A guy driving a Yugo pulls up at a stoplight next to a Rolls Royce. The driver of the Yugo rolls down his window and shouts to the driver of the Rolls, "Hey, buddy, that's a nice car. You got a phone in your Rolls? I've got one in my Yugo!" The driver of Rolls looks over and says simply, "Yes I have a phone."

The driver of the Yugo says, "Cool! Hey, you got a fridge in there, too? I've got a fridge in the back seat of my Yugo!" The driver of the Rolls, looking annoyed, says, "Yes, I have a refrigerator."

The driver of the Yugo says, "That's great, man! Hey, you got a TV in there, too? You know, I got a TV in the back seat of my Yugo!" The driver of the Rolls, looking very annoyed by now, says, "Of course I have a television. A Rolls-Royce is the finest luxury car in the world!"

The driver of the Yugo says, "Very cool car! Hey, you got a bed in there, too? I got a bed in the back of my Yugo!"

Upset that he did not have a bed, the driver of the Rolls Royce sped away, and went straight to the dealer, where he promptly ordered that a bed be installed in the back of the Rolls.

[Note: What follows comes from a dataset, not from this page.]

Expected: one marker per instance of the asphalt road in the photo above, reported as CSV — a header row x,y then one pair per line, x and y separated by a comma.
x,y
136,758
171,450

The next morning, the driver of the Rolls picked up the car, and the bed looked superb, with satin sheets and brass trim. It was clearly a bed fit for a Rolls Royce. So the driver of the Rolls begins searching for the Yugo, and he drove all day.

Finally, late at night, he finds the Yugo parked, with all the windows fogged up from the inside. The driver of the Rolls got out and knocked on the Yugo. When there wasn't any answer, he knocked and knocked, and eventually the owner stuck his head out, soaking wet.

"I now have a bed in the back of my Rolls-Royce," the driver of the Rolls stated arrogantly.

The driver of the Yugo looked at him and said, "You got me out of the shower to tell me THIS?!?!"